Database
Amazon DocumentDB
Overview
Amazon DocumentDB is a fully managed MongoDB-compatible document database service provided by AWS. It maintains high compatibility with MongoDB APIs while delivering high availability, durability, and scalability through AWS's proprietary distributed storage architecture.
Details
Amazon DocumentDB was released by AWS in 2019, designed to run MongoDB workloads in a cloud-native manner. It features the following characteristics:
Key Features
- MongoDB Compatibility: Full compatibility with MongoDB 3.6, 4.0, and 5.0 APIs
- Distributed Architecture: Automatically replicates to 6 replicas across 3 Availability Zones
- Auto Scaling: Storage automatically scales up to 64TB as needed
- High Availability: 99.99% SLA with automatic failover
- Security: VPC isolation, encryption (at rest and in transit), IAM integration
- Automated Backup: Continuous backup with 35-day point-in-time recovery
- Performance: High-speed I/O with SSD storage, read replica support
- Operational Simplification: Fully managed service with automatic patching
Architecture
- Separated Compute and Storage: Independently scalable
- Cluster Configuration: Up to 16 instances (1 primary, 15 read replicas)

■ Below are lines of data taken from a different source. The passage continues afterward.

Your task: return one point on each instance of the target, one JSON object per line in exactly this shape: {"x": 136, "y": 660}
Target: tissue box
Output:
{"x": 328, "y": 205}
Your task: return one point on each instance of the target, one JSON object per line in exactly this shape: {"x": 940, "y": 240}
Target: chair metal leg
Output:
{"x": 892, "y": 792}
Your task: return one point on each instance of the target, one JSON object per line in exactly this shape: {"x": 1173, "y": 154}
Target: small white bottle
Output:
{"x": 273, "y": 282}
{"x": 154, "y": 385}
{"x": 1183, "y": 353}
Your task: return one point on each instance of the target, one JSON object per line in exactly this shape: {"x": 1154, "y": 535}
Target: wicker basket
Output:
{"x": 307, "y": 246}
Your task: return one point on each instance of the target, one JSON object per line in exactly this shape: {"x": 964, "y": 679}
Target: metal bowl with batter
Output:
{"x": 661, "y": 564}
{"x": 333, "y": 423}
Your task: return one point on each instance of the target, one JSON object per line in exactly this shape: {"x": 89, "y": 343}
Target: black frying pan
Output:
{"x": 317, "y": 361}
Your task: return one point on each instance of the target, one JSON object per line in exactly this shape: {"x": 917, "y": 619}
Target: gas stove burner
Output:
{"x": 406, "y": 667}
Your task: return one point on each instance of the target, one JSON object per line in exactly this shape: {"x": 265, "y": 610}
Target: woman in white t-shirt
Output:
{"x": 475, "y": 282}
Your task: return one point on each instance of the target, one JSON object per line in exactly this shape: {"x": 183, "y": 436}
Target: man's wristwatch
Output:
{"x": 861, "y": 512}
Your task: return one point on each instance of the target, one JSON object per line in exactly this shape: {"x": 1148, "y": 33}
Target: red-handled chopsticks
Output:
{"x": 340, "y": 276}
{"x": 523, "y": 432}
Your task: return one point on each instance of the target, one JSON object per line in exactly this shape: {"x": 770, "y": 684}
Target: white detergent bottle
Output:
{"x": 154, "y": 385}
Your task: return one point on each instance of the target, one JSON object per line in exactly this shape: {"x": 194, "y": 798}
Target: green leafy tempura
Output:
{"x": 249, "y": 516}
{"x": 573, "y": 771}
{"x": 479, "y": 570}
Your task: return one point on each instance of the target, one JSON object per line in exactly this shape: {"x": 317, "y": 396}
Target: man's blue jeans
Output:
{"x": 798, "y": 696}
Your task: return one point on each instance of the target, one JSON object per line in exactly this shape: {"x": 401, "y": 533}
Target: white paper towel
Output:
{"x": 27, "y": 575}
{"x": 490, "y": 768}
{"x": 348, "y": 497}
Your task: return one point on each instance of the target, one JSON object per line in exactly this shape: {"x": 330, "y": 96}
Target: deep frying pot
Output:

- Distributed Storage: 6-way replication with auto-repair
- Multi-AZ Support: High availability and disaster recovery
Supported Instance Types
- t3.medium to r5.24xlarge: Various workload support
- Memory Optimized: r5, r6g families
- General Purpose: t3, m5 families
Advantages and Disadvantages
Advantages
- MongoDB Compatibility: Migrate existing MongoDB applications as-is
- Reduced Operational Burden: Fully managed with no infrastructure management
- High Availability: 99.99% SLA with automatic failover
- Auto Scaling: Independent scaling of storage and compute
- Strong Security: Integration with AWS IAM, VPC, and encryption features
- Automated Backup: Continuous backup and point-in-time recovery
- Performance: High-speed SSD storage with read replicas
- AWS Ecosystem: Tight integration with other AWS services
Disadvantages
- Vendor Lock-in: AWS-specific service, difficult to migrate to other clouds
- Cost: More expensive than self-managed MongoDB
- Feature Limitations: Some MongoDB features (Map-Reduce, etc.) not supported
- Region Limitations: Available in limited regions
- Customization Restrictions: Limited control over infrastructure and detailed settings
- Latency: Slight overhead compared to native MongoDB
Key Links
Code Examples
Installation & Setup
# AWS CLI installation and configuration
aws configure
# Create DocumentDB cluster (AWS CLI)
aws docdb create-db-cluster \
--db-cluster-identifier sample-cluster \
--engine docdb \
--master-username username \
--master-user-password password \
--vpc-security-group-ids sg-12345678 \
--db-subnet-group-name sample-subnet-group
# Create instance
aws docdb create-db-instance \
--db-instance-identifier sample-instance \
--db-instance-class db.t3.medium \
--engine docdb \
--db-cluster-identifier sample-cluster
# Get connection string
aws docdb describe-db-clusters \
--db-cluster-identifier sample-cluster \
--query 'DBClusters[0].Endpoint'
Basic Operations (CRUD)
// Using Node.js MongoDB Driver
const MongoClient = require('mongodb').MongoClient;
// Connection configuration (SSL required)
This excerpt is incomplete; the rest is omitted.